Health professionals like McVea and Rayman offer numerous reasons why spending money on prenatal care could head off more expensive taxpayer-funded health care expenses after the children are born. They include:
Children of parents here illegally automatically become citizens upon birth in the U.S., making them eligible for Medicaid beginning with delivery room costs.
For every $1 spent on prenatal care, $3.33 is saved on post-delivery care and $4.63 in long-term care costs, according to the American Congress of Obstetricians and Gynecologists.
Premature, low-weight babies — more likely when women don't get prenatal care — stay an average of 12.9 days in the hospital, compared to two days for a healthy birth. That raises average costs to $15,100 from about $600, according to the March of Dimes.
The risk of a woman having a premature baby is normally about 10 to 12 percent; without prenatal care, the risk can be as high as 50 percent, said Dr. Caron Gray of the Creighton University Women's Health Center.
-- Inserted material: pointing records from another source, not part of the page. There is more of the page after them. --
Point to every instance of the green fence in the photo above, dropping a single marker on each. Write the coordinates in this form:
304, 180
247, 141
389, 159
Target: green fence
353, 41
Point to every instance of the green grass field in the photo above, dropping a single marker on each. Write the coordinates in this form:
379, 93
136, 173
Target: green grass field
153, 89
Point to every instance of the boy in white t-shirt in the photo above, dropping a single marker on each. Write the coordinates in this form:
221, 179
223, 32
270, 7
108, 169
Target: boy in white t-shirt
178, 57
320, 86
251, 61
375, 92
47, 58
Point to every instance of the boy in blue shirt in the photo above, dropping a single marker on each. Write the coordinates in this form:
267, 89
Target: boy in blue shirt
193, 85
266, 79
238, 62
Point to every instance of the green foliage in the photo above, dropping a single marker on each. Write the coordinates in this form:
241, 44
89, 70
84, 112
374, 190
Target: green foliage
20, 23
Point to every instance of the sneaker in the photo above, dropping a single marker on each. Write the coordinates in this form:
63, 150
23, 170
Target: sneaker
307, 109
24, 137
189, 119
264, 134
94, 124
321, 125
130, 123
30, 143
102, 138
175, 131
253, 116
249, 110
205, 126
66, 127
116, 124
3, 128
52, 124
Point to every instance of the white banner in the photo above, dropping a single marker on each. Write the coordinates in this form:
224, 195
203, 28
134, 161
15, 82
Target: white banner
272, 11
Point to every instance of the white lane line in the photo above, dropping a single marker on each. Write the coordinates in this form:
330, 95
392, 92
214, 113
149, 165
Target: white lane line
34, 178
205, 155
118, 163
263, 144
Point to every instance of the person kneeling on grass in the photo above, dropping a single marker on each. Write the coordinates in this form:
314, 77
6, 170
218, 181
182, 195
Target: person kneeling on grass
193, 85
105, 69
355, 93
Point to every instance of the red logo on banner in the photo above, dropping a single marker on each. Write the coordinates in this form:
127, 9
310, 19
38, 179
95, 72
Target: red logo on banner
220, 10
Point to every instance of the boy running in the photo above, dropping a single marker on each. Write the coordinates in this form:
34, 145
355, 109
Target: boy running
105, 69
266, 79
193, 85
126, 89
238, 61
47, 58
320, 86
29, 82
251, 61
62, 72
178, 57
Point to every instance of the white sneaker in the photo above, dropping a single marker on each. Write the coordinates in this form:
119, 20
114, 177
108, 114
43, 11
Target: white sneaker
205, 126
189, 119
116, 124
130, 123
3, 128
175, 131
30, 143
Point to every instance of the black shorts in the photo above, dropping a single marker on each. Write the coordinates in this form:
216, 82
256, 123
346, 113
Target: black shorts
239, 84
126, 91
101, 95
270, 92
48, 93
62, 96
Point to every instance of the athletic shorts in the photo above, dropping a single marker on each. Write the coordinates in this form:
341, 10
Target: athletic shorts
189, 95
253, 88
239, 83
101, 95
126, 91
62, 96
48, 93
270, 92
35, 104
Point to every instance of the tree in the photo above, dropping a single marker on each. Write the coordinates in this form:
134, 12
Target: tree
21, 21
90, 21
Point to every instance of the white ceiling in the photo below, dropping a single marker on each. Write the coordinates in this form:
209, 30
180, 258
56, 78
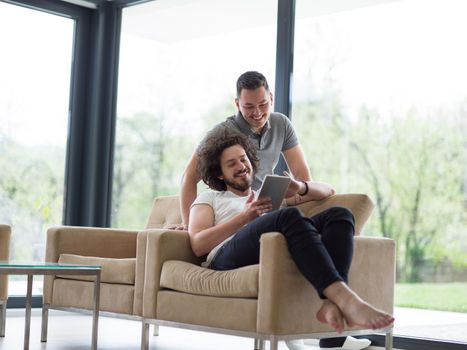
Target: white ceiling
175, 20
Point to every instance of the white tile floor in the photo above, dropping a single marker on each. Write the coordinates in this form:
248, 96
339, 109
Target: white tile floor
71, 331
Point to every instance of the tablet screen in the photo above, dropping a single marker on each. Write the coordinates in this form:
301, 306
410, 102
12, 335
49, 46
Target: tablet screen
274, 187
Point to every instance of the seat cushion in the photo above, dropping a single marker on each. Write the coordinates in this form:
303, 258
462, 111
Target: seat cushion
120, 271
189, 278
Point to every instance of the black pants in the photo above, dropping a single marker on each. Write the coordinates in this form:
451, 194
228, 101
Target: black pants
321, 246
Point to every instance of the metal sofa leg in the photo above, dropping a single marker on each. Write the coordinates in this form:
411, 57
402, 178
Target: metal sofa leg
45, 322
144, 335
388, 340
3, 318
273, 343
259, 344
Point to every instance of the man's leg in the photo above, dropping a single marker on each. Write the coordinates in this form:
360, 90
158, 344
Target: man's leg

A study published in 2008 in the American Board of Family Medicine estimated that, among teenage mothers on Medicaid, prenatal care saved between $2,369 and $3,242 per person.
The state would save an estimated $3.7 million over the next 15 months by not resuming prenatal coverage for illegal immigrants and the nonimmigrants who now fall below the income qualification levels.
Rayman, of the Columbus clinic, said those savings would be wiped out by just a couple of complicated cases that are due to the lack of prenatal care.
McVea said in the case of the woman with gestational diabetes, low-tech steps can head off the potentially “disastrous” consequences of not treating the condition immediately.
Without treatment in such cases, there is increased risk of birth defects, premature births, miscarriages and a condition in which babies grow too large. It's called “macrosomia” and it increases the chances of expensive cesarean section deliveries.
McVea said her clinic is trying to “cobble together” an alternative education course for the woman, but it doesn't have the resources to keep doing that.
“There's certain things we can't afford either,” she said. “We're really struggling about what to do about these women and what other services do we have to cut.”